The exclusionary rule is based on federal constitutional law. It excludes evidence obtained in violation of a criminal defendant’s Fourth Amendment right against unreasonable searches and seizures by law enforcement officers. If the search of a criminal suspect is unreasonable, the evidence obtained in the search will be excluded from trial.

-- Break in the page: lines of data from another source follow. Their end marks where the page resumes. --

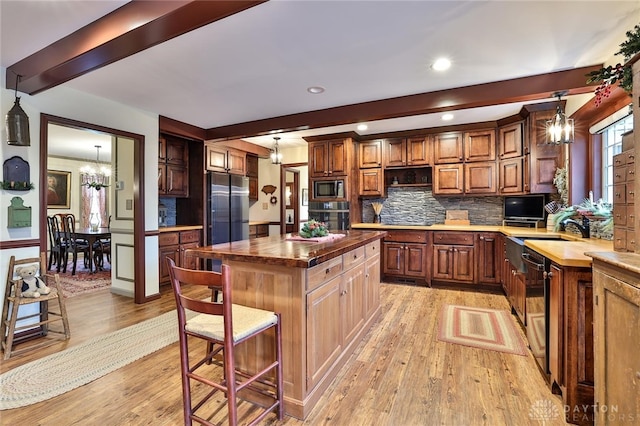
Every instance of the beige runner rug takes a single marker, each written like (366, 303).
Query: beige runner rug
(482, 328)
(78, 365)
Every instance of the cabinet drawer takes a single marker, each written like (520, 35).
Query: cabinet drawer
(190, 236)
(323, 272)
(352, 258)
(456, 238)
(168, 239)
(406, 236)
(372, 249)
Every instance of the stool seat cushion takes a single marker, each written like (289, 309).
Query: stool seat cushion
(246, 321)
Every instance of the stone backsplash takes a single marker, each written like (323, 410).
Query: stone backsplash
(418, 206)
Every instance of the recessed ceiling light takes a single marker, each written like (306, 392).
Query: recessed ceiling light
(441, 64)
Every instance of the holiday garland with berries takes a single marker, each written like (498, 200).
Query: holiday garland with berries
(620, 73)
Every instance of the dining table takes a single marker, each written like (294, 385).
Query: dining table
(92, 236)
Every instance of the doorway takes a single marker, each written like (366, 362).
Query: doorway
(137, 203)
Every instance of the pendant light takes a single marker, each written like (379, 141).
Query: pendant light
(276, 155)
(560, 129)
(17, 123)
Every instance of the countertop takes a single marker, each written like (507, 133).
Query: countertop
(178, 228)
(568, 252)
(277, 250)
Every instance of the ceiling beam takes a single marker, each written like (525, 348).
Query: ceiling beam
(130, 29)
(524, 89)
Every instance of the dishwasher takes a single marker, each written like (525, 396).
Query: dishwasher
(537, 305)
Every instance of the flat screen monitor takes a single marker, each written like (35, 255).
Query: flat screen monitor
(524, 207)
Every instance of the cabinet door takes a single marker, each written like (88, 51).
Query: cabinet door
(371, 182)
(463, 264)
(372, 285)
(338, 155)
(352, 303)
(480, 178)
(511, 173)
(370, 154)
(395, 152)
(442, 262)
(393, 258)
(556, 326)
(480, 145)
(177, 153)
(177, 181)
(415, 259)
(510, 141)
(324, 339)
(489, 249)
(318, 159)
(447, 148)
(447, 180)
(418, 151)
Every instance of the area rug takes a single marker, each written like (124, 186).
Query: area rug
(61, 372)
(83, 281)
(482, 328)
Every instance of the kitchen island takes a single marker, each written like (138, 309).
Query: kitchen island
(328, 294)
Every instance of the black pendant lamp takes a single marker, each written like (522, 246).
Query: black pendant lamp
(17, 123)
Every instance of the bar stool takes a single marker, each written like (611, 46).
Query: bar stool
(224, 326)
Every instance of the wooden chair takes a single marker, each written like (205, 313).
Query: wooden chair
(224, 325)
(34, 322)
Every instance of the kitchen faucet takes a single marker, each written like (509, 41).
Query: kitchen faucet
(584, 227)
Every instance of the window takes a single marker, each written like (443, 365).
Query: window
(612, 145)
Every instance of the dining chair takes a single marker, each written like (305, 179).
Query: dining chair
(224, 325)
(71, 244)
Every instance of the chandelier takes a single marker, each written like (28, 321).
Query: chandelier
(96, 175)
(560, 129)
(276, 155)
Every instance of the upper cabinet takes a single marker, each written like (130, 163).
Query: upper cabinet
(225, 160)
(330, 158)
(173, 167)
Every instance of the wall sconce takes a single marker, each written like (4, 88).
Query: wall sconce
(560, 129)
(17, 123)
(276, 155)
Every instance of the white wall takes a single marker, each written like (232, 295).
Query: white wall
(69, 103)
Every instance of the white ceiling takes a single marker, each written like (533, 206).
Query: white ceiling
(259, 63)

Before the exclusionary rule was fashioned, evidence was admissible in a criminal trial if the judge found the evidence was relevant. The manner in which the evidence had been seized was not an issue. This began to change in 1914 when the United States Supreme Court devised a way to enforce the Fourth Amendment in recognition of police misconduct. In Weeks v. United States, 232 U.S. 383, 34 S. Ct. 341, 58 L. Ed. 652 (1914), a federal agent had conducted a warrantless search for evidence of gambling at the home of Fremont Weeks. The evidence seized in the search was used at trial and Mr. Weeks was convicted. On appeal, the United States Supreme Court held that the Fourth Amendment barred the use of evidence secured through a warrantless search. Mr. Weeks’s conviction was reversed and thus was born the exclusionary rule.
The exclusionary rule established in Weeks was constitutionally required only in federal court until Mapp vs. Ohio, 367 U.S. 643, 81 S. Ct. 1684, 6 L. Ed. 2d 1081 (1961). In Mapp, Cleveland police officers had gone to the home of Dollree Mapp to ask her questions regarding a recent bombing. The officers demanded entrance into her home. Ms. Mapp called her attorney and then refused to allow the officers in without a warrant. The officers became rough with her, handcuffed her and searched her home. They found allegedly obscene books, pictures and photographs. Ms. Mapp was charged with violations of obscenity laws, prosecuted and convicted. Her conviction was affirmed by the Ohio Supreme Court but overturned by the United States Supreme Court.
In Mapp, the Court held that the exclusionary rule applied to state criminal proceedings through the Due Process Clause of the Fourteenth Amendment. Before Mapp, not all states excluded evidence obtained in violation of the Fourth Amendment. Since Mapp, a defendant’s claim of unreasonable search and seizure has become a matter of course in most criminal prosecutions.
A criminal defendant’s claim of unreasonable search and seizure is usually heard in a suppression hearing before the presiding judge. This hearing is conducted before trial to determine what evidence will be suppressed or excluded from trial.